Variant of Cynthia, an epithet of Artemis from Mount Cynthus, giving it a mythic place-based origin.
Cinthia is a variant spelling of Cynthia, a name with deep roots in Greek mythology. Cynthia — or Kynthia — was an epithet for Artemis, the goddess of the hunt, the moon, and wild nature, derived from Mount Cynthus on the island of Delos, her mythological birthplace. The name was also applied to Apollo, Artemis's twin, as "Cynthius."
When Roman poets absorbed Greek mythology, they used Cynthia as a poetic stand-in for the moon goddess, and Propertius famously named the woman of his elegies Cynthia, making it a byword for idealized feminine beauty in classical Latin literature. The name entered English use during the Renaissance, when poets and playwrights revived classical names as part of the broader humanist project. Edmund Spenser used "Cynthia" as an allegorical name for Queen Elizabeth I — the virgin moon goddess serving as a flattering parallel to the Virgin Queen.
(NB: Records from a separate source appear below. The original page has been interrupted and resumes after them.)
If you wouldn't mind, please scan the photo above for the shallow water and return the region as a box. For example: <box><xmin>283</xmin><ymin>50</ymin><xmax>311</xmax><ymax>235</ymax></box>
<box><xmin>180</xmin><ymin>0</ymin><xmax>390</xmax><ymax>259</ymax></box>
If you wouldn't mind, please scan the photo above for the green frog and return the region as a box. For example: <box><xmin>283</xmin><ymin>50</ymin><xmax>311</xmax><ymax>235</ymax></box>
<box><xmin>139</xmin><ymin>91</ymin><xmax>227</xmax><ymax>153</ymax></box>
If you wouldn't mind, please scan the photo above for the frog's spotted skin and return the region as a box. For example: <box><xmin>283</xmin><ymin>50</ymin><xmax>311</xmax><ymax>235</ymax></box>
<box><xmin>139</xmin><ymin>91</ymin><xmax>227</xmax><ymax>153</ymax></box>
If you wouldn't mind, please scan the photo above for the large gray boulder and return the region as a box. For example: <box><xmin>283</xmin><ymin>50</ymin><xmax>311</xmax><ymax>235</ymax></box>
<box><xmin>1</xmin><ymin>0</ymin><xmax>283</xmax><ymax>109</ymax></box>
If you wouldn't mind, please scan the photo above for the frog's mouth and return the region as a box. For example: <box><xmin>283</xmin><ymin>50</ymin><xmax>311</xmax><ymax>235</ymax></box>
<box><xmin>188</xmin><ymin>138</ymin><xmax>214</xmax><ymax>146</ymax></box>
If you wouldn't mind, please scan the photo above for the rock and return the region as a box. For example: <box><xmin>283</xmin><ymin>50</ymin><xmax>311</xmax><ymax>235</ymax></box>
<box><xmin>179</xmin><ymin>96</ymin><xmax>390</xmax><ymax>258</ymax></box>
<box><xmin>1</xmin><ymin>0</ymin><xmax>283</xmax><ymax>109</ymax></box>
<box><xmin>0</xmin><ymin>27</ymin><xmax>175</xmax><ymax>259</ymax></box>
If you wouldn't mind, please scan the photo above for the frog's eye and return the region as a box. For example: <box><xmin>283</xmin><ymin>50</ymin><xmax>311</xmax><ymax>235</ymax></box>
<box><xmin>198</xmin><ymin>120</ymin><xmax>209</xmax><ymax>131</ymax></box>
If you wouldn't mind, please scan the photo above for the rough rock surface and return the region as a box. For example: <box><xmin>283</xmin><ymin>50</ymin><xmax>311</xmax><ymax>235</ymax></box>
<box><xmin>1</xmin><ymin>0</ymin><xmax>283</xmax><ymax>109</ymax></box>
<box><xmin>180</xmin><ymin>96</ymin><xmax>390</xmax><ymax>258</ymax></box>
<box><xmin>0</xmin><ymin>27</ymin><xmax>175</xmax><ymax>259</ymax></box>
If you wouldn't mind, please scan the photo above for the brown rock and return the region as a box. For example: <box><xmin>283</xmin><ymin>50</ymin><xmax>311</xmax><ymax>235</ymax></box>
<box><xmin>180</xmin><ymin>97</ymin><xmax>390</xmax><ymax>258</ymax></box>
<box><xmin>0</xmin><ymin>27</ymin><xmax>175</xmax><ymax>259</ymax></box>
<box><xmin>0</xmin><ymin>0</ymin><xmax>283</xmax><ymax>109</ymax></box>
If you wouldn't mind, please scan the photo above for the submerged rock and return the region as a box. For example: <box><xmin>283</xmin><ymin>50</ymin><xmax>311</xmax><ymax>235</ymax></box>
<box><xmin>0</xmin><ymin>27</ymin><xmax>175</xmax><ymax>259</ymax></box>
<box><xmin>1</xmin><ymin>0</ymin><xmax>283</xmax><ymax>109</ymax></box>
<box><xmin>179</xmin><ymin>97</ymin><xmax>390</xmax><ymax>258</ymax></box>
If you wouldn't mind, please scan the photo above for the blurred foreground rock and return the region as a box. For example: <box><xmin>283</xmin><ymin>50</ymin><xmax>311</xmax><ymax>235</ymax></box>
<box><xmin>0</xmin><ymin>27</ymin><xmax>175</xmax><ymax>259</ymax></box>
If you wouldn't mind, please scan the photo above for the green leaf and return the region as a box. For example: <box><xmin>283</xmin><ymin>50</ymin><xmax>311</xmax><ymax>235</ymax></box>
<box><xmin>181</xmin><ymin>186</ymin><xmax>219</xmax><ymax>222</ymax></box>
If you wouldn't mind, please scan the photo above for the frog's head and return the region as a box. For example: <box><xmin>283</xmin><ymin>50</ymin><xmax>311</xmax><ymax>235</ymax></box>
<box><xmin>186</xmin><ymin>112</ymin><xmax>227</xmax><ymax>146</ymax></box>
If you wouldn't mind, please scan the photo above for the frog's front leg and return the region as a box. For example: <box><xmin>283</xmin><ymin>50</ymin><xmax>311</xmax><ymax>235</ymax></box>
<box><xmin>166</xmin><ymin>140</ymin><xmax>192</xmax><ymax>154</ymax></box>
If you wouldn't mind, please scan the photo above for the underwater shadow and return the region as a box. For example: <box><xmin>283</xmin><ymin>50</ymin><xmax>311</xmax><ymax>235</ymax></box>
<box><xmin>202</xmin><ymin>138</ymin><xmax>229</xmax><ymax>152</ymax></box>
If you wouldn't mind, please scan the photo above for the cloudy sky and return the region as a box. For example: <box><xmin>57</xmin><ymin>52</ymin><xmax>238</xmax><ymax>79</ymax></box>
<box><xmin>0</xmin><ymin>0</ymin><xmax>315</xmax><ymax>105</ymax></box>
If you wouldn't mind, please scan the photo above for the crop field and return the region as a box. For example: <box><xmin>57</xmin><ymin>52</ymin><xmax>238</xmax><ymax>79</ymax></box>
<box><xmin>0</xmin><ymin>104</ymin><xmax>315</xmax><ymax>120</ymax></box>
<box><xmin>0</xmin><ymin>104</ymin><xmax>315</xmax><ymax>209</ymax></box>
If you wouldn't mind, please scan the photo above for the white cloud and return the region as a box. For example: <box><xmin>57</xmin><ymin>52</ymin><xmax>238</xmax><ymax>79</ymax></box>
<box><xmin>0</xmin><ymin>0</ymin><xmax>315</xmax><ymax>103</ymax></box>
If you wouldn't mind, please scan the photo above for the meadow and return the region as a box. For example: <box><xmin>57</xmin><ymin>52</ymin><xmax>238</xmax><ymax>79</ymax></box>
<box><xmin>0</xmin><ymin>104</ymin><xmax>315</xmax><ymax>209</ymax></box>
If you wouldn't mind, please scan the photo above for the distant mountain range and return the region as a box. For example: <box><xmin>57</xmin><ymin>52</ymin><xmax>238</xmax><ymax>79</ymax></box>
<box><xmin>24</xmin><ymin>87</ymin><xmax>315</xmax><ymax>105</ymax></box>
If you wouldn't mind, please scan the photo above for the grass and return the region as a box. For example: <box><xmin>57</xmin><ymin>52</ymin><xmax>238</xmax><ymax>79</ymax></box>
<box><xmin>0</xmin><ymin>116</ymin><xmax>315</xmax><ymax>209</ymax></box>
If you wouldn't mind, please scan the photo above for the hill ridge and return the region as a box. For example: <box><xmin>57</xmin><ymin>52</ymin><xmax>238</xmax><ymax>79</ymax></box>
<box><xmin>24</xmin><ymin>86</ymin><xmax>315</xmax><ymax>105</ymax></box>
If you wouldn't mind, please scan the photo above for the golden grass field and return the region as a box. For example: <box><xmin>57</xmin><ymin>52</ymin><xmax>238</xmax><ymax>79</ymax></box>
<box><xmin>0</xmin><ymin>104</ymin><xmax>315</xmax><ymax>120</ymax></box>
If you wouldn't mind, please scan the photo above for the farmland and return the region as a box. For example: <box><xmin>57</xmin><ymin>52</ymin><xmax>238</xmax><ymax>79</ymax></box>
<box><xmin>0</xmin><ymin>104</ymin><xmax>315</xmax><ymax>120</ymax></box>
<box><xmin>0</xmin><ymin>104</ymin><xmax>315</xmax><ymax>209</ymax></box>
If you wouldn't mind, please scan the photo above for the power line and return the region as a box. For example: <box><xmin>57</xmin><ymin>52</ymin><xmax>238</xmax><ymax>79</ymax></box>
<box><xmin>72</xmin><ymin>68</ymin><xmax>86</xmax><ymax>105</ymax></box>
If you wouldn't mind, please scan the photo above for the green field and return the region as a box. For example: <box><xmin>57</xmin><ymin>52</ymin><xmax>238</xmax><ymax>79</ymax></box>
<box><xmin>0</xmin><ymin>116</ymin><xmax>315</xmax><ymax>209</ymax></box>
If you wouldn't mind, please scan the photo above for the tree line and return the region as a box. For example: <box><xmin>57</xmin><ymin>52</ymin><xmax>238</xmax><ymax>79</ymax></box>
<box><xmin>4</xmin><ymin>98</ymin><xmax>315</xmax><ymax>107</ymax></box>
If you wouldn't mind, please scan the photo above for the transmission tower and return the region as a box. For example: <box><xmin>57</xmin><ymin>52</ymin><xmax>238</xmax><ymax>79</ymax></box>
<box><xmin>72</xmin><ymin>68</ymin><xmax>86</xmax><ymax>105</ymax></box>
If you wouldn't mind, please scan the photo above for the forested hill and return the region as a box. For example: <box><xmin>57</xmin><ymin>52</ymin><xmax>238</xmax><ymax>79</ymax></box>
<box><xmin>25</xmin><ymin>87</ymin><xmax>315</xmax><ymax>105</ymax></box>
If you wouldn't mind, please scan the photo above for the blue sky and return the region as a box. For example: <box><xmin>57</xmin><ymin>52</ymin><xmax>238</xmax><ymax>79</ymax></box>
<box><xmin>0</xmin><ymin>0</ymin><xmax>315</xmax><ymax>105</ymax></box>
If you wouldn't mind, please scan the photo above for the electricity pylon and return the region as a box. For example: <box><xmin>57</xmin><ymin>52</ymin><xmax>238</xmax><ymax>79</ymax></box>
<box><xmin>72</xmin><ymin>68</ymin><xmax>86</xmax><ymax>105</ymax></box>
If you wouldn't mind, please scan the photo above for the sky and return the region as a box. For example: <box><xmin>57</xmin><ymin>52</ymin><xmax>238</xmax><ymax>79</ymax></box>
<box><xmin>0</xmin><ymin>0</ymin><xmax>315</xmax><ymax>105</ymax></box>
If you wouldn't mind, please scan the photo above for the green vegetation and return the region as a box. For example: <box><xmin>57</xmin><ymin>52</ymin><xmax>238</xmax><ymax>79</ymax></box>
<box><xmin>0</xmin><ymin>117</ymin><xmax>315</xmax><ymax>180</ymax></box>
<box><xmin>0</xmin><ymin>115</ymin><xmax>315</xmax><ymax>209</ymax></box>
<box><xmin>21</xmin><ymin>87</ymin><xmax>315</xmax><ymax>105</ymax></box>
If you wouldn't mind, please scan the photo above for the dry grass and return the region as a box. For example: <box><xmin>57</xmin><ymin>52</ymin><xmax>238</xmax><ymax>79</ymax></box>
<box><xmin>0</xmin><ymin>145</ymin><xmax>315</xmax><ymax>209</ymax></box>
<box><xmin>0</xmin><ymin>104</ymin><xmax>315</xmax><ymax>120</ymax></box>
From that courtly peak it descended into general use, arriving in the nineteenth and early twentieth centuries as a respectable given name, and peaking in mid-twentieth-century America. The Cinthia spelling — most prevalent in Spanish-speaking countries and among Latinx communities in the United States — gives the classical name a warmer, more Romance-language character. The dropped "y" is a small orthographic shift that signals cultural belonging without abandoning the name's ancient mythology. It remains a name freighted with moonlight, with classical beauty, and with the fierce independence of the goddess whose name it carries.